Simon scowls. He looks around at the office, at the wooden drawers with their brass handles and the leather chairs with their fancy pillows. There are several compasses on chains in a dish on the desk. His broom, his mother’s broom, rests against the wall by the door. On one pillow a cat is curled up as though it is asleep but it has one eye half open and fixed on him.
“I appreciate the advice, sir,” Simon tells the Keeper. “But I will not be taking it.”
Simon takes one of the compasses from the dish on the desk and turns on his heel, walking briskly but not running, walking deeper into the depths toward the Starless Sea and looking back only once to be certain that the Keeper has not followed him. There is nothing behind him but books and shadows.
Simon consults the compass and continues on, despite the needle insistently pointing him in the opposite direction. He keeps the Heart behind him as he heads out into the unknown.
Out where time is less reliable.
ZACHARY EZRA RAWLINS sits on a faded leather sofa far below the surface of the earth, at a time that might be very late at night, next to a crackling fireplace, reading.
The book that Rhyme left for him is entirely handwritten. Zachary has only managed a few pages so far. It’s slow, reading a handwritten book. Additionally, he’s not certain what language it is written in. If he unfocuses his eyes the letters jumble into something he doesn’t recognize as a language, which is headache-inducing and frustrating. He puts the book down and moves a lamp so he can see better.
He tries to sort through how this book connects to everything else. He’s certain that the girl who is also a rabbit is the same one that fell through the memory of a door in Sweet Sorrows, and the narrative has just moved out of the Harbor on the Starless Sea to introduce a Keating.

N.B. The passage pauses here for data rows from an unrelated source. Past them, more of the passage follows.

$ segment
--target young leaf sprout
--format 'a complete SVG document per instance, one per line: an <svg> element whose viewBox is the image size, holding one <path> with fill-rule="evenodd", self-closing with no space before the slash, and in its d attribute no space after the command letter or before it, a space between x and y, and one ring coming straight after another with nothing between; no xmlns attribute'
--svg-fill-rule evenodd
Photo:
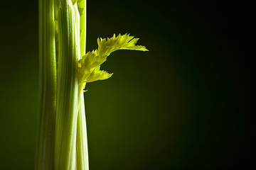
<svg viewBox="0 0 256 170"><path fill-rule="evenodd" d="M85 84L110 78L100 64L117 50L147 51L139 38L97 39L85 54L85 0L39 0L39 120L36 169L88 170Z"/></svg>

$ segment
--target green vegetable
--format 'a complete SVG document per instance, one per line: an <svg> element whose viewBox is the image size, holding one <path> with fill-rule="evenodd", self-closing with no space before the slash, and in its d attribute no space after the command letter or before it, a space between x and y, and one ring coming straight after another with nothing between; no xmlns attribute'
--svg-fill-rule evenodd
<svg viewBox="0 0 256 170"><path fill-rule="evenodd" d="M125 34L85 54L85 0L39 0L39 121L36 169L89 169L83 89L112 76L112 52L146 51Z"/></svg>

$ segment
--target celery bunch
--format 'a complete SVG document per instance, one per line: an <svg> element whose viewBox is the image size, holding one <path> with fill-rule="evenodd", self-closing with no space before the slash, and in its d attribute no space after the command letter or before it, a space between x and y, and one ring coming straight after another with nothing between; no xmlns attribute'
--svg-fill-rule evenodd
<svg viewBox="0 0 256 170"><path fill-rule="evenodd" d="M112 76L112 52L146 51L125 34L98 39L85 54L85 0L39 0L39 123L36 169L89 169L83 89Z"/></svg>

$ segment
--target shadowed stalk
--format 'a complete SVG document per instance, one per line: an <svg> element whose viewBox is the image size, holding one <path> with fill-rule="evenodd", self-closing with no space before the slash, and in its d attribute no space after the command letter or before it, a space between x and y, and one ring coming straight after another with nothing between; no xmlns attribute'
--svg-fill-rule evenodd
<svg viewBox="0 0 256 170"><path fill-rule="evenodd" d="M54 3L39 0L39 121L36 169L53 169L56 106Z"/></svg>

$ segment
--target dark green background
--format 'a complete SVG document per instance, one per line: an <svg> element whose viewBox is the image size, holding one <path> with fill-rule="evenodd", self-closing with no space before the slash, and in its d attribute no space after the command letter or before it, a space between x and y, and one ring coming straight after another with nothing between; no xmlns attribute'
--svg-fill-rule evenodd
<svg viewBox="0 0 256 170"><path fill-rule="evenodd" d="M129 33L85 94L90 170L247 169L252 3L88 0L87 50ZM0 2L0 169L33 169L37 1Z"/></svg>

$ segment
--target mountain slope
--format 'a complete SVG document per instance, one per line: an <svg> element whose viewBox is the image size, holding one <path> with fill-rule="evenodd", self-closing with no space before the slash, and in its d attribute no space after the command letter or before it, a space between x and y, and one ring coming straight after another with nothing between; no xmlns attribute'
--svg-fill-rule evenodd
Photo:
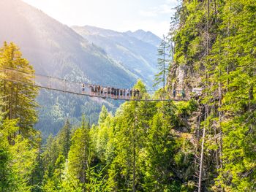
<svg viewBox="0 0 256 192"><path fill-rule="evenodd" d="M95 84L132 87L133 74L113 61L100 47L72 29L20 0L0 1L0 43L14 42L37 74ZM73 123L85 114L97 120L101 105L118 104L54 91L40 91L37 128L45 138L56 134L69 117Z"/></svg>
<svg viewBox="0 0 256 192"><path fill-rule="evenodd" d="M20 0L0 1L0 42L18 44L38 73L72 79L78 75L118 86L135 81L102 49Z"/></svg>
<svg viewBox="0 0 256 192"><path fill-rule="evenodd" d="M148 31L116 32L93 26L72 28L93 44L102 47L111 58L151 86L156 74L157 45L161 39Z"/></svg>

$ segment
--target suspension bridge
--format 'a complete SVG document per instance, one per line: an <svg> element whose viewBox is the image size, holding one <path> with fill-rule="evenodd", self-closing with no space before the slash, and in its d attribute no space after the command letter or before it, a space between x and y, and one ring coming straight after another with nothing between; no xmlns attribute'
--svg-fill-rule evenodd
<svg viewBox="0 0 256 192"><path fill-rule="evenodd" d="M39 88L56 91L63 93L76 94L89 97L108 99L123 101L187 101L189 93L185 93L186 96L181 96L179 93L181 91L176 91L177 96L171 98L168 93L159 93L159 98L140 98L138 96L113 96L104 93L92 93L91 84L85 82L72 82L67 80L53 77L42 74L31 74L13 69L0 68L0 79L2 80L20 83L23 85L35 86ZM31 81L32 80L32 81ZM100 86L100 85L99 85ZM101 86L102 87L102 86ZM104 87L104 86L102 86Z"/></svg>

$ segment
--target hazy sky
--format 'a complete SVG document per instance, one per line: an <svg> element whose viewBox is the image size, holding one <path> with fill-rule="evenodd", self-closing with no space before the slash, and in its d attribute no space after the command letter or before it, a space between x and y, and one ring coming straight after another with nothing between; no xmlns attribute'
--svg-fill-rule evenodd
<svg viewBox="0 0 256 192"><path fill-rule="evenodd" d="M23 0L68 26L94 26L118 31L168 31L177 0Z"/></svg>

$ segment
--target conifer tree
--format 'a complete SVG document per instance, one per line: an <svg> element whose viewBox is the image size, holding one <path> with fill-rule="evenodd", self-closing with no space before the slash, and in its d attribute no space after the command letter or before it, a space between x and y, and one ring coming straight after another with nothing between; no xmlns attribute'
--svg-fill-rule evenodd
<svg viewBox="0 0 256 192"><path fill-rule="evenodd" d="M155 83L154 84L154 86L157 86L162 83L163 91L165 91L166 80L169 73L169 65L170 62L169 48L169 42L166 37L163 36L163 39L157 50L159 56L157 59L159 72L155 75Z"/></svg>
<svg viewBox="0 0 256 192"><path fill-rule="evenodd" d="M65 122L64 126L56 137L56 142L59 153L67 159L70 148L71 126L69 120Z"/></svg>
<svg viewBox="0 0 256 192"><path fill-rule="evenodd" d="M89 126L83 118L81 127L76 129L72 137L68 155L68 174L81 183L83 191L88 190L86 184L90 181L87 173L90 169L91 150Z"/></svg>
<svg viewBox="0 0 256 192"><path fill-rule="evenodd" d="M34 77L33 67L22 58L19 48L13 42L10 45L4 42L0 49L0 67L22 72L15 75L13 73L1 74L6 79L15 80L18 78L26 84L0 80L0 93L5 104L2 108L4 112L7 112L5 118L18 118L19 131L23 136L29 137L33 133L33 126L37 120L36 107L38 104L35 99L38 89L32 85Z"/></svg>

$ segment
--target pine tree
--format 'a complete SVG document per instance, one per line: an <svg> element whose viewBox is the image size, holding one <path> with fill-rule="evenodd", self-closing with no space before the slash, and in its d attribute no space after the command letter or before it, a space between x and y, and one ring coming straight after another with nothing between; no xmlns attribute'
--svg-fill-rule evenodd
<svg viewBox="0 0 256 192"><path fill-rule="evenodd" d="M2 110L9 119L19 119L18 126L23 136L29 137L33 133L33 126L37 120L36 107L38 106L35 99L38 89L34 84L34 71L29 61L22 58L19 48L12 42L4 42L0 49L0 67L12 69L22 73L4 72L1 74L5 79L20 82L10 82L0 80L1 96L5 105ZM22 83L23 82L24 83Z"/></svg>
<svg viewBox="0 0 256 192"><path fill-rule="evenodd" d="M69 120L67 120L64 126L56 137L56 142L59 153L67 159L70 148L71 126Z"/></svg>
<svg viewBox="0 0 256 192"><path fill-rule="evenodd" d="M68 174L81 184L83 191L88 190L87 185L90 181L91 163L90 129L83 118L82 126L76 129L72 137L70 150L68 155ZM75 187L78 187L77 185Z"/></svg>
<svg viewBox="0 0 256 192"><path fill-rule="evenodd" d="M166 37L163 36L158 51L158 70L159 73L155 75L154 86L159 85L162 83L162 89L165 91L166 80L169 74L169 66L170 66L170 45L168 41L166 39Z"/></svg>

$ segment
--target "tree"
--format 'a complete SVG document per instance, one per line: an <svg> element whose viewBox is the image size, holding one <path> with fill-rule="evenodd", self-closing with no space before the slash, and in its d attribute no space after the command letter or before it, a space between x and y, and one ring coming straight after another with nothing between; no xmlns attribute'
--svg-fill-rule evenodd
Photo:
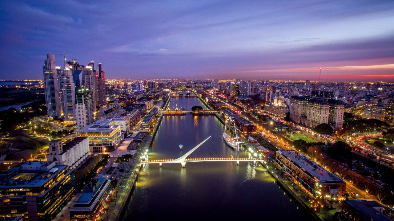
<svg viewBox="0 0 394 221"><path fill-rule="evenodd" d="M374 144L375 144L375 146L379 148L383 148L385 146L385 144L380 141L375 141L374 142Z"/></svg>
<svg viewBox="0 0 394 221"><path fill-rule="evenodd" d="M204 110L204 109L201 106L193 106L191 107L191 110L193 111L195 111L199 110Z"/></svg>
<svg viewBox="0 0 394 221"><path fill-rule="evenodd" d="M382 133L382 135L383 135L383 139L385 137L387 138L387 137L388 137L389 139L391 138L394 136L394 128L390 128L388 129L387 131Z"/></svg>
<svg viewBox="0 0 394 221"><path fill-rule="evenodd" d="M375 190L375 193L376 194L376 199L382 203L388 195L387 192L381 188L376 188Z"/></svg>
<svg viewBox="0 0 394 221"><path fill-rule="evenodd" d="M312 146L308 148L308 155L313 160L316 160L319 156L322 153L322 148L318 146Z"/></svg>
<svg viewBox="0 0 394 221"><path fill-rule="evenodd" d="M349 158L351 157L352 155L351 147L342 141L335 142L328 149L328 152L331 157L334 159L338 159L341 157Z"/></svg>
<svg viewBox="0 0 394 221"><path fill-rule="evenodd" d="M348 199L349 199L349 197L350 196L350 194L349 194L349 193L345 193L345 194L344 195L345 196L345 199L346 200L348 200Z"/></svg>
<svg viewBox="0 0 394 221"><path fill-rule="evenodd" d="M313 130L320 134L330 135L334 133L334 130L333 129L331 126L330 126L329 124L325 123L321 123L318 125L313 129Z"/></svg>
<svg viewBox="0 0 394 221"><path fill-rule="evenodd" d="M302 139L296 140L293 142L294 147L301 150L302 152L307 152L307 147L308 147L308 143Z"/></svg>

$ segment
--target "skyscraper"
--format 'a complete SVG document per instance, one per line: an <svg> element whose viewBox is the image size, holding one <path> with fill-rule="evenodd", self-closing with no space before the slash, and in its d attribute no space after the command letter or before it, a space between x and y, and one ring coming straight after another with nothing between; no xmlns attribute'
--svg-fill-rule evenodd
<svg viewBox="0 0 394 221"><path fill-rule="evenodd" d="M386 107L386 117L385 121L392 126L394 125L394 99L391 98Z"/></svg>
<svg viewBox="0 0 394 221"><path fill-rule="evenodd" d="M74 118L78 129L93 123L94 106L92 94L87 89L79 89L76 93Z"/></svg>
<svg viewBox="0 0 394 221"><path fill-rule="evenodd" d="M53 118L61 114L59 78L56 69L55 55L48 54L43 66L45 103L48 116Z"/></svg>
<svg viewBox="0 0 394 221"><path fill-rule="evenodd" d="M234 96L240 95L241 92L240 92L240 85L234 84L233 82L230 83L230 97L232 98Z"/></svg>
<svg viewBox="0 0 394 221"><path fill-rule="evenodd" d="M250 96L252 94L252 83L248 82L246 86L246 96Z"/></svg>
<svg viewBox="0 0 394 221"><path fill-rule="evenodd" d="M96 80L97 76L96 72L93 72L92 67L90 66L83 67L82 70L82 77L83 78L82 85L85 86L85 89L91 93L92 99L93 99L93 107L96 107L97 105L96 99L96 87L97 87ZM93 112L94 110L93 109Z"/></svg>
<svg viewBox="0 0 394 221"><path fill-rule="evenodd" d="M106 103L106 96L105 92L105 72L102 70L102 66L101 63L98 63L97 69L98 71L97 104L101 105L105 104Z"/></svg>
<svg viewBox="0 0 394 221"><path fill-rule="evenodd" d="M74 78L72 75L72 71L70 70L70 68L68 64L66 64L62 76L63 111L65 120L74 122L75 85L74 81Z"/></svg>

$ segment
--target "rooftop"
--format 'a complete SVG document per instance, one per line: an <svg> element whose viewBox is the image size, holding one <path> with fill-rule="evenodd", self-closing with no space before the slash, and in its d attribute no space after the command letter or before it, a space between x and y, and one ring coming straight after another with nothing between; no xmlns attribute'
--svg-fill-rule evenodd
<svg viewBox="0 0 394 221"><path fill-rule="evenodd" d="M67 141L63 145L63 153L73 147L75 145L87 138L87 136L78 136Z"/></svg>
<svg viewBox="0 0 394 221"><path fill-rule="evenodd" d="M95 198L95 195L102 190L103 186L108 181L106 178L102 177L96 178L95 179L98 181L98 184L95 186L94 190L91 191L91 187L89 186L89 185L87 185L84 189L83 193L75 202L74 206L78 207L78 204L81 205L81 204L89 204L92 199Z"/></svg>
<svg viewBox="0 0 394 221"><path fill-rule="evenodd" d="M241 116L235 116L234 117L234 119L237 120L237 121L244 126L254 125L251 122Z"/></svg>
<svg viewBox="0 0 394 221"><path fill-rule="evenodd" d="M385 208L391 210L374 201L367 201L362 200L347 200L344 202L361 214L372 218L374 221L392 221L393 219L381 212L379 212L376 210L377 208ZM382 211L383 212L383 211Z"/></svg>
<svg viewBox="0 0 394 221"><path fill-rule="evenodd" d="M42 186L68 166L55 164L52 161L20 163L1 175L0 188Z"/></svg>
<svg viewBox="0 0 394 221"><path fill-rule="evenodd" d="M138 101L151 101L151 100L152 100L153 99L153 98L138 98L136 101L136 102L138 102Z"/></svg>
<svg viewBox="0 0 394 221"><path fill-rule="evenodd" d="M329 172L310 159L295 151L279 150L278 152L290 158L293 164L304 169L322 183L335 181L344 182L338 176Z"/></svg>

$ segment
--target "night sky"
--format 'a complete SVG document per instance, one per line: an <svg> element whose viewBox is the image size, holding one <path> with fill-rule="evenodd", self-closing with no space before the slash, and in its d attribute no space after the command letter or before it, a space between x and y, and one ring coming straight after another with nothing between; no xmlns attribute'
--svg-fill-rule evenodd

Zachary yawns. If he’s going to read the whole book he’s going to need caffeine.
His normal Kitchen-writing pen has wandered off likely due to cat interference so he looks for another one. There are usually a few on the mantel beneath the bunny pirates. He moves a candle and a paper star and something falls to the ground.
He reaches to pick up the plastic hotel keycard and his hand freezes, midair.
Took you long enough, the voice in his head remarks.
Zachary hesitates, deciding between all the mysteries in need of investigation.
He puts the key in his pocket and leaves the room.
The halls are dim, it must be later than he’d thought. He takes a wrong turn, trying to remember how to reach his destination.
He finds himself in a familiar tiled hall. He stops at a door that practically disappears into the darkness. He stands indecisively in front of it. There is a line of light visible underneath.
Zachary knocks on Dorian’s door once and then again and is about to leave when the door swings open.
Dorian looks at him—no, through him—eyes wide yet tired and Zachary thinks maybe he was asleep but then realizes that he’s fully dressed but badly buttoned and barefoot and there’s a glass of scotch in his hand.
“ ‘You have come to kill me,’ ” Dorian says.
“I—what?” Zachary answers but Dorian continues without pausing, narrating.
“…the Owl King said. ‘I have?’ the sword smith’s daughter asked.”
“Are you really, really drunk right now?” Zachary asks, looking past Dorian at the nearly empty decanter on the desk.
“ ‘They find a way to kill me, always. They have found me here, even in dreams.’ ” Dorian turns back to the room on the word here, the scotch in his glass following a half-second behind and splashing out the side.
“You are really, really drunk right now.”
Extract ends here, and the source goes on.